1870 — The Great Eastern Railway Company and the Metropolitan Railway Company purchased the original site of Bethlehem Hospital, London, founded in 1247 and origin of the word "bedlam." Liverpool Station now occupies the site.

1874 — Helen Bradford Thompson Woolley was born. Woolley was a child clinical psychologist who was a codeveloper of the Merrill-Palmer Scales for children. She was the first director of the Child Development Institute at Teachers College, Columbia University (1926).

1878 — Kurt Goldstein was born. Goldstein was a neurologist specializing in brain injuries when he was influenced by Gestalt psychology. Gestalt holism led Goldstein to a distributed functions theory of brain activity. Goldstein developed tests of concept formation and brain injury.

1901 — George Katona was born. Katona's work in behavioral economics began with an article on the psychological effects of prewar German inflation. His work on consumer expectations and attitudes resulted in effective predictors of purchasing behavior. APA Distinguished Professional Contributions Award, 1977.

1929 — Edwin G. Boring's classic book A History of Experimental Psychology was published.
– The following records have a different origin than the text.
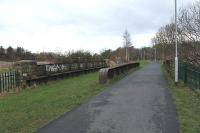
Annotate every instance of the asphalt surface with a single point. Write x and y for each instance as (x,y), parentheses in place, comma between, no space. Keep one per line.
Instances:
(139,103)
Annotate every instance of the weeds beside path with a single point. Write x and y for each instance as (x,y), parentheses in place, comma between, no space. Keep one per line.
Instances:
(31,109)
(188,106)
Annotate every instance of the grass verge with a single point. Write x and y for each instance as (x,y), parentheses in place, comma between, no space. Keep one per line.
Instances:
(188,106)
(31,109)
(144,63)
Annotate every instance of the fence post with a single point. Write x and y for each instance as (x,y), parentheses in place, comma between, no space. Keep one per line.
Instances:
(185,73)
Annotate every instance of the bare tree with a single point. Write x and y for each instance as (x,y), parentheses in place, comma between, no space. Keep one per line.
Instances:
(127,43)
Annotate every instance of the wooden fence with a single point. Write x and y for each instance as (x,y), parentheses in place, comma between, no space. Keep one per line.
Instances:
(9,81)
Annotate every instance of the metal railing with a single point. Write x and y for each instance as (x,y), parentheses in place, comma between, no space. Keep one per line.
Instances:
(9,81)
(188,73)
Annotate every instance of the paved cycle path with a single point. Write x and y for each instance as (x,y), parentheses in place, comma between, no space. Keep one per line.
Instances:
(139,103)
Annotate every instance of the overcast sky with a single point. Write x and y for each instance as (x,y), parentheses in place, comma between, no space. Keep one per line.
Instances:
(62,25)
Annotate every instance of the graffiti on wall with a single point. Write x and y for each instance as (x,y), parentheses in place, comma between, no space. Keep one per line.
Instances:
(56,67)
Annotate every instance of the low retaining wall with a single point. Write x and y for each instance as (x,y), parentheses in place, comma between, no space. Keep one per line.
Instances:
(56,76)
(108,73)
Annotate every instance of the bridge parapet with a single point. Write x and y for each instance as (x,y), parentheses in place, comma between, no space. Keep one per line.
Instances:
(108,73)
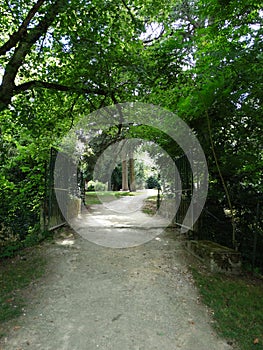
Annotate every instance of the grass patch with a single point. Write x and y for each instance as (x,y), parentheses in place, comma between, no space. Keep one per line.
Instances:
(237,304)
(15,275)
(105,196)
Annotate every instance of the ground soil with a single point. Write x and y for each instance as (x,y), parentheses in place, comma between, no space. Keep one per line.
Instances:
(96,297)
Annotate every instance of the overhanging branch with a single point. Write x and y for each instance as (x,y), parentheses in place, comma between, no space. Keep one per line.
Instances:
(17,36)
(58,87)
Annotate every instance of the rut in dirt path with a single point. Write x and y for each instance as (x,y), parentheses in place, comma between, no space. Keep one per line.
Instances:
(95,297)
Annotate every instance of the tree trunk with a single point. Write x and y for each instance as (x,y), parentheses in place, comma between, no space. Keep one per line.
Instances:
(132,173)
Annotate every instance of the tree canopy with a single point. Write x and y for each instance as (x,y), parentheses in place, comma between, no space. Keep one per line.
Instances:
(62,59)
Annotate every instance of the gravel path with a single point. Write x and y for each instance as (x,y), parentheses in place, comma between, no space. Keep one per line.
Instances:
(95,297)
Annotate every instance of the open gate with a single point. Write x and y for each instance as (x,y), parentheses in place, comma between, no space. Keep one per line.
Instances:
(52,215)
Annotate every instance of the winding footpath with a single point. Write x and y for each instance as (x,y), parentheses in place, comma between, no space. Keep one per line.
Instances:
(94,297)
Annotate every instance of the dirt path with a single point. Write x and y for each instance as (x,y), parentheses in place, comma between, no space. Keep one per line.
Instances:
(95,297)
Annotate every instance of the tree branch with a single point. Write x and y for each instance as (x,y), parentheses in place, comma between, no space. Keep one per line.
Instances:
(22,30)
(58,87)
(129,11)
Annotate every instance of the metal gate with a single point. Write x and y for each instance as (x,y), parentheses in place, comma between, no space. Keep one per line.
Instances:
(184,190)
(52,214)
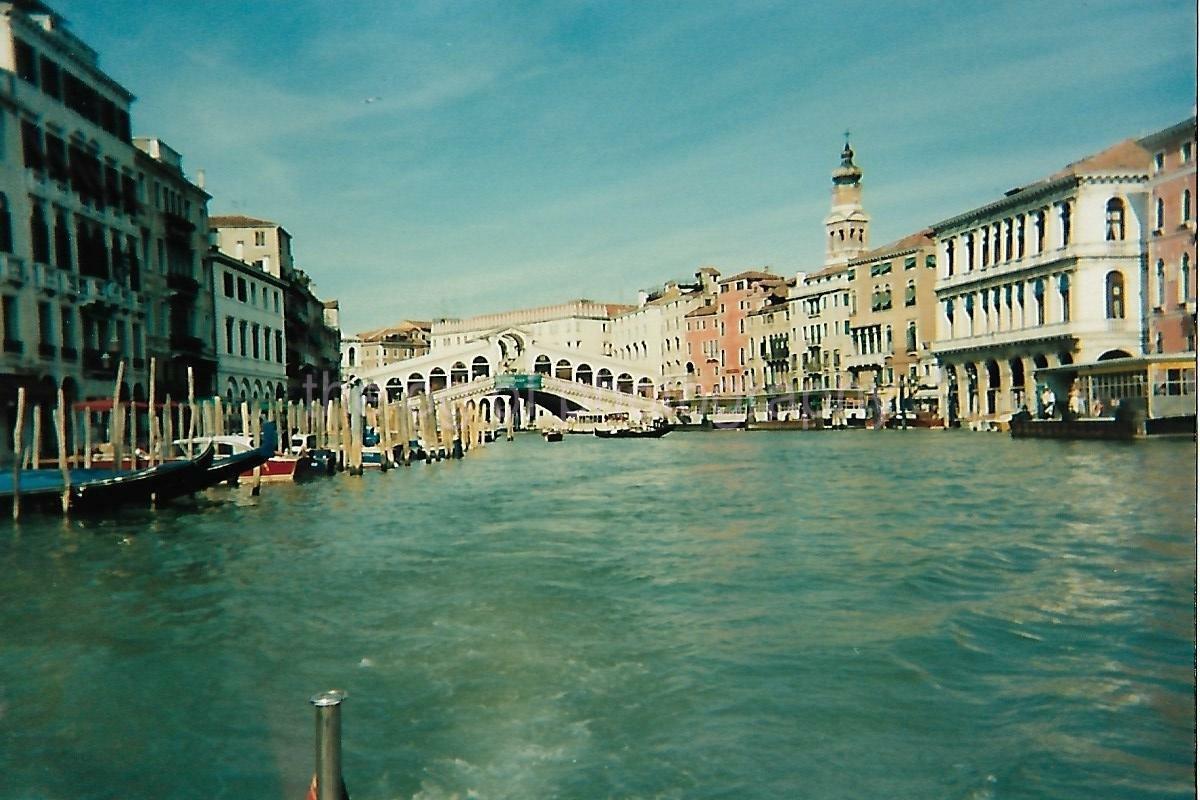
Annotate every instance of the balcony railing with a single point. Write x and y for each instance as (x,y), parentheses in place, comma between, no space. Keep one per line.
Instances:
(94,362)
(186,343)
(183,282)
(12,270)
(46,278)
This was the first book in the distinguished Century Psychology Series, published by Appleton-Century-Crofts. The book was the primary text and reference work in the history and systems of psychology for decades.

1936 — George Stricker was born. Stricker has integrated clinical research, practice, training, and the promotion of professional psychology. He contributed to contemporary standards of peer review and served as the first editor of the APA's Clinician's Research Digest. APA Award for Distinguished Professional Contributions, 1990.

1964 — The antidepressant drug Aventyl (nortriptyline; Eli Lilly) was approved for use by the U.S. Food and Drug Administration (FDA). Nortriptyline is a tricyclic antidepressant, affecting reuptake of the neurotransmitters norepinephrine and serotonin. Pamelor (Sandoz), another trade name for nortriptyline, was approved by the FDA on November 6, 1977.